What determines a “lower-credit applicant’, according to the Urban Institute? A FICO score below 700, a loan-to-value ratio less than 78 percent, and debt to income ratio less than 30 percent. That means prospective homeowners and borrowers are either easily discouraged, or other factors that tighter credit criteria are at play, since 700 is still a good credit score and even a 10 percent down payment with 45 to 50 percent debt to income ratios usually mean a credit-worthy borrower in today’s housing markets.
Of course it makes sense that borrowers with “less than perfect credit” would have a more difficult time qualifying for a mortgage. But why 7 years into this recovery would so many lower credit applicants still have problems qualifying?

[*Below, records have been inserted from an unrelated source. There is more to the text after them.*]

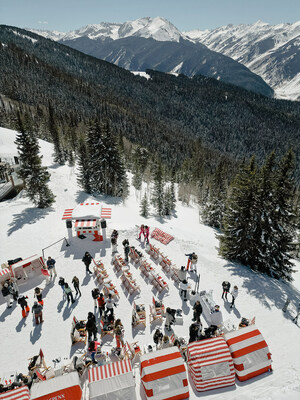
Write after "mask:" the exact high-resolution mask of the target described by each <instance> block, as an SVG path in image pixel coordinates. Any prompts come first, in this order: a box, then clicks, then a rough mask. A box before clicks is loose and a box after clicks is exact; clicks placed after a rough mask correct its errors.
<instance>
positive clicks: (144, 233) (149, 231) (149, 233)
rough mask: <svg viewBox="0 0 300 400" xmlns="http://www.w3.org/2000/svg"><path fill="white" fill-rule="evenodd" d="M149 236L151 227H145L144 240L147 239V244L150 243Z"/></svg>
mask: <svg viewBox="0 0 300 400" xmlns="http://www.w3.org/2000/svg"><path fill="white" fill-rule="evenodd" d="M149 234H150V229H149V226H147V225H145V227H144V238H145V239H146V243H147V244H148V243H149Z"/></svg>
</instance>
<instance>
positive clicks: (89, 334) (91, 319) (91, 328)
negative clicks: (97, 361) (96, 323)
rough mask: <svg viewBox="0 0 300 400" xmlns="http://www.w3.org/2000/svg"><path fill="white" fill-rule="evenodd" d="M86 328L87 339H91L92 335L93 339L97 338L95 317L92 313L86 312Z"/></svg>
mask: <svg viewBox="0 0 300 400" xmlns="http://www.w3.org/2000/svg"><path fill="white" fill-rule="evenodd" d="M85 327H86V330H87V331H88V341H89V342H90V341H91V340H92V336H94V340H97V332H98V329H97V326H96V318H95V315H94V314H93V313H88V319H87V322H86V325H85Z"/></svg>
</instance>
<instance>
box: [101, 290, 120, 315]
mask: <svg viewBox="0 0 300 400" xmlns="http://www.w3.org/2000/svg"><path fill="white" fill-rule="evenodd" d="M114 307H117V306H116V303H115V302H114V300H113V299H112V296H111V294H109V295H108V299H107V300H106V311H105V313H104V314H105V315H107V314H108V313H109V312H110V315H114Z"/></svg>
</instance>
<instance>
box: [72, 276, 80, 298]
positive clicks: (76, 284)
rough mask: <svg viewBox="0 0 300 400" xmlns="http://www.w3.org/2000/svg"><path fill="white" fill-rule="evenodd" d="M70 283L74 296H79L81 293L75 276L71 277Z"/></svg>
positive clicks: (75, 276) (76, 278)
mask: <svg viewBox="0 0 300 400" xmlns="http://www.w3.org/2000/svg"><path fill="white" fill-rule="evenodd" d="M72 283H73V286H74V289H75V290H76V296H77V295H78V294H79V296H81V291H80V289H79V279H78V278H77V276H74V277H73V279H72Z"/></svg>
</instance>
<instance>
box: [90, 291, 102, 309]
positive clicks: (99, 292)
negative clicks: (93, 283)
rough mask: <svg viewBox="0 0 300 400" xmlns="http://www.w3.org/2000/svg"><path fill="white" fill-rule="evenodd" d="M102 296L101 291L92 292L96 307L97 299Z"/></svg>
mask: <svg viewBox="0 0 300 400" xmlns="http://www.w3.org/2000/svg"><path fill="white" fill-rule="evenodd" d="M99 296H100V290H99V289H98V288H95V289H93V290H92V298H93V299H94V306H95V308H96V307H97V299H98V297H99Z"/></svg>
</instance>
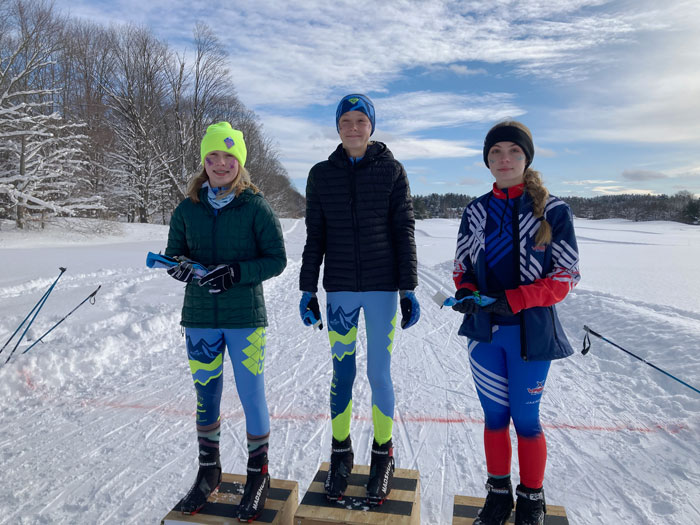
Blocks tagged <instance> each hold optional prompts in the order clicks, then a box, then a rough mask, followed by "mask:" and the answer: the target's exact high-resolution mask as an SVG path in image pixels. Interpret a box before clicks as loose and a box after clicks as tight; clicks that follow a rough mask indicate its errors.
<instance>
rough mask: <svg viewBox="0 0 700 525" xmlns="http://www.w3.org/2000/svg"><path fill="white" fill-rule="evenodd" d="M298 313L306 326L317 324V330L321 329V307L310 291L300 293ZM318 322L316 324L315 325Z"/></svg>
mask: <svg viewBox="0 0 700 525" xmlns="http://www.w3.org/2000/svg"><path fill="white" fill-rule="evenodd" d="M299 315H301V320H302V322H303V323H304V324H305V325H306V326H311V325H314V326H318V329H319V330H323V323H322V322H321V308H320V307H319V306H318V299H317V298H316V294H315V293H312V292H304V293H303V294H301V301H299ZM317 323H318V325H317Z"/></svg>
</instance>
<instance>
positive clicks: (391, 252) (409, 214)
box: [299, 142, 418, 292]
mask: <svg viewBox="0 0 700 525" xmlns="http://www.w3.org/2000/svg"><path fill="white" fill-rule="evenodd" d="M414 230H415V220H414V218H413V201H412V200H411V191H410V188H409V186H408V177H407V176H406V170H404V168H403V166H402V165H401V163H400V162H399V161H397V160H395V159H394V156H393V155H392V154H391V151H389V149H388V148H387V147H386V145H385V144H383V143H381V142H373V143H371V144H370V145H369V146H368V148H367V152H366V153H365V156H364V157H363V158H362V159H361V160H360V161H359V162H357V164H352V163H351V162H350V160H349V159H348V156H347V154H346V153H345V150H344V149H343V146H342V144H341V145H339V146H338V148H337V149H336V150H335V151H334V152H333V153H332V154H331V156H330V157H328V160H327V161H324V162H319V163H318V164H316V165H315V166H314V167H313V168H311V171H310V172H309V178H308V180H307V183H306V245H305V246H304V254H303V256H302V265H301V273H300V276H299V288H300V289H301V290H303V291H308V292H315V291H317V286H318V275H319V271H320V268H321V263H322V262H323V261H324V257H325V266H324V272H323V288H324V289H325V290H326V291H327V292H338V291H352V292H359V291H395V290H413V289H414V288H415V287H416V286H417V285H418V275H417V258H416V243H415V240H414Z"/></svg>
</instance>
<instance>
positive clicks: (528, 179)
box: [525, 168, 552, 246]
mask: <svg viewBox="0 0 700 525" xmlns="http://www.w3.org/2000/svg"><path fill="white" fill-rule="evenodd" d="M525 191H527V192H528V194H529V195H530V197H531V198H532V212H533V214H534V215H535V217H537V218H538V219H540V228H539V230H537V235H536V236H535V242H536V243H537V244H538V245H540V246H542V245H545V244H549V243H550V242H552V226H551V225H550V224H549V223H548V222H547V220H546V219H545V218H544V207H545V206H546V205H547V199H548V198H549V191H548V190H547V188H545V186H544V184H542V177H541V176H540V173H539V172H538V171H535V170H533V169H532V168H528V169H527V170H525Z"/></svg>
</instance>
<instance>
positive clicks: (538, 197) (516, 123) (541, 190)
mask: <svg viewBox="0 0 700 525" xmlns="http://www.w3.org/2000/svg"><path fill="white" fill-rule="evenodd" d="M503 126H512V127H514V128H518V129H520V130H521V131H524V132H525V133H526V134H527V136H528V137H530V140H532V132H531V131H530V130H529V129H528V127H527V126H526V125H525V124H523V123H522V122H518V121H517V120H506V121H503V122H499V123H498V124H496V125H495V126H494V127H492V128H491V129H490V130H489V133H490V132H491V131H492V130H494V129H496V128H500V127H503ZM530 160H532V159H530ZM524 182H525V191H526V192H527V193H528V194H529V195H530V198H532V213H533V215H534V216H535V217H537V218H538V219H540V227H539V229H538V230H537V235H536V236H535V242H536V243H537V244H538V245H540V246H542V245H545V244H549V243H550V242H552V226H551V225H550V224H549V223H548V222H547V220H546V219H545V218H544V208H545V206H546V205H547V199H549V190H547V188H546V187H545V185H544V183H543V182H542V176H541V175H540V172H539V171H536V170H533V169H532V168H531V167H529V166H528V167H527V168H526V169H525V174H524Z"/></svg>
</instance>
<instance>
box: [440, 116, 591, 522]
mask: <svg viewBox="0 0 700 525" xmlns="http://www.w3.org/2000/svg"><path fill="white" fill-rule="evenodd" d="M533 157H534V145H533V141H532V135H531V133H530V130H529V129H528V128H527V127H526V126H524V125H523V124H521V123H520V122H515V121H508V122H501V123H499V124H496V126H494V127H493V128H492V129H491V130H490V131H489V132H488V134H487V135H486V139H485V141H484V162H485V163H486V166H487V167H488V168H489V170H490V171H491V173H492V175H493V176H494V177H495V179H496V182H495V183H494V185H493V189H492V191H490V192H489V193H487V194H485V195H482V196H481V197H479V198H477V199H475V200H474V201H472V202H470V203H469V204H468V205H467V207H466V209H465V210H464V214H463V215H462V223H461V225H460V229H459V235H458V238H457V252H456V256H455V266H454V273H453V277H454V281H455V285H456V287H457V293H456V294H455V296H456V298H457V299H464V298H467V300H464V301H462V302H460V303H458V304H456V305H455V306H453V308H454V309H455V310H457V311H459V312H460V313H463V314H464V320H463V322H462V326H461V327H460V330H459V333H460V335H464V336H466V337H468V338H469V360H470V365H471V369H472V375H473V377H474V383H475V385H476V390H477V392H478V395H479V400H480V402H481V406H482V408H483V410H484V416H485V428H484V447H485V451H486V466H487V470H488V482H487V485H486V487H487V490H488V496H487V499H486V503H485V505H484V508H482V510H481V512H480V515H479V517H478V518H477V520H476V521H475V522H474V523H475V524H476V525H478V524H491V523H499V524H500V523H505V521H506V519H507V518H508V516H510V514H511V512H512V509H513V506H514V500H513V494H512V486H511V483H510V463H511V443H510V435H509V425H510V420H511V419H512V420H513V424H514V426H515V430H516V433H517V437H518V458H519V464H520V485H519V486H518V488H517V491H516V493H517V495H518V504H517V508H516V523H523V524H525V523H528V524H529V523H541V522H543V520H544V513H545V511H546V507H545V504H544V493H543V491H542V484H543V480H544V470H545V464H546V460H547V446H546V442H545V437H544V434H543V432H542V427H541V426H540V421H539V402H540V399H541V397H542V393H543V390H544V385H545V381H546V379H547V373H548V371H549V365H550V362H551V360H553V359H559V358H562V357H567V356H569V355H571V354H572V353H573V349H572V348H571V345H570V344H569V342H568V341H567V339H566V336H565V334H564V330H563V329H562V326H561V324H560V322H559V318H558V317H557V312H556V309H555V306H554V305H555V304H556V303H558V302H560V301H562V300H563V299H564V298H565V297H566V295H567V294H568V292H569V291H570V290H571V289H572V288H573V287H574V286H576V284H577V283H578V281H579V279H580V276H579V270H578V261H579V258H578V248H577V245H576V237H575V235H574V225H573V218H572V214H571V210H570V209H569V207H568V205H567V204H566V203H564V202H563V201H561V200H559V199H557V198H556V197H553V196H550V195H549V192H548V191H547V189H546V188H545V187H544V185H543V184H542V180H541V178H540V175H539V173H538V172H537V171H535V170H533V169H532V168H530V164H531V163H532V159H533ZM479 295H482V296H489V297H492V298H495V299H496V301H495V302H494V303H492V304H490V305H488V306H480V302H481V301H480V300H479ZM472 299H477V300H472Z"/></svg>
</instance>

There are a number of factors, including higher home prices, of course. And incomes are not rising as they should even with this low inflation environment, while mortgage rates remain historically low—still below 4 percent for conforming 30-year fixed rates—an incredible boon for prospective homebuyers given the low inflation environment..
In fact, it’s not so much that lending standards are stricter. Rather, thanks to the government ownership of conventional mortgage giants Fannie Mae and Freddie Mac, mortgages have become more expensive because of so-called fee addon’s with “less than perfect” credit scores below 700, which Fannie Mae and Freddie Mac have tacked on more recently.
Why discourage what are very credit-worthy borrowers in normal times? Costs go up exponentially with credit scores below 720 for Fannie Mae and Freddie Mac guaranteed mortgages—as much as 2.5 points, which translates to an equivalent 0.625 percent rate increase.
It seems that the US Treasury has been trying to discourage all but the most credit-worthy borrowers, all in the name of down-sizing the GSEs. In fact the Obama Treasury Department has made no secret of wanting to close down Fannie and Freddie, which is why it has been taking all of its profits since a 2012 modification to Treasury’s conservation agreement, rather than allowing them to build up their capital base.
Yet delinquency rates are almost back to historical levels. Fannie Mae reported that the Single-Family Serious Delinquency rate barely increased to 1.23 percent in November, up from 1.21 percent in October. Big Deal! The serious delinquency rate is down from 1.58 percent in November 2015. But that is close to the long term delinquency rate that is just under 1 percent. The definition of serious delinquency is mortgage loans that are “three monthly payments or more past due or in foreclosure”.
The Urban Institute’s Laurie Goodman, co-director of the Housing Finance Policy Center, sees the decline in lower-credit applicants as clearly problematic, and symptomatic of an overly-tight mortgage market, although it’s not clear whether would-be applicants are holding back because they are aware they may not qualify, or for some other reason, such as not having enough money for a down payment or losing interest in homeownership.
Earlier Urban analysis suggested that tight lending meant that 1.1 million mortgages that would have been made in 2001 were “killed” – never written – in 2015. The real answer to this problem of what is really a defacto denial of credit to lower income homebuyers is to pry Fannie Mae and Freddie Mac from the greedy grasp of Treasury and return them to the private marketplace.
There are many forms that could take, but it means Congress and the Trump Administration has to show some initiative.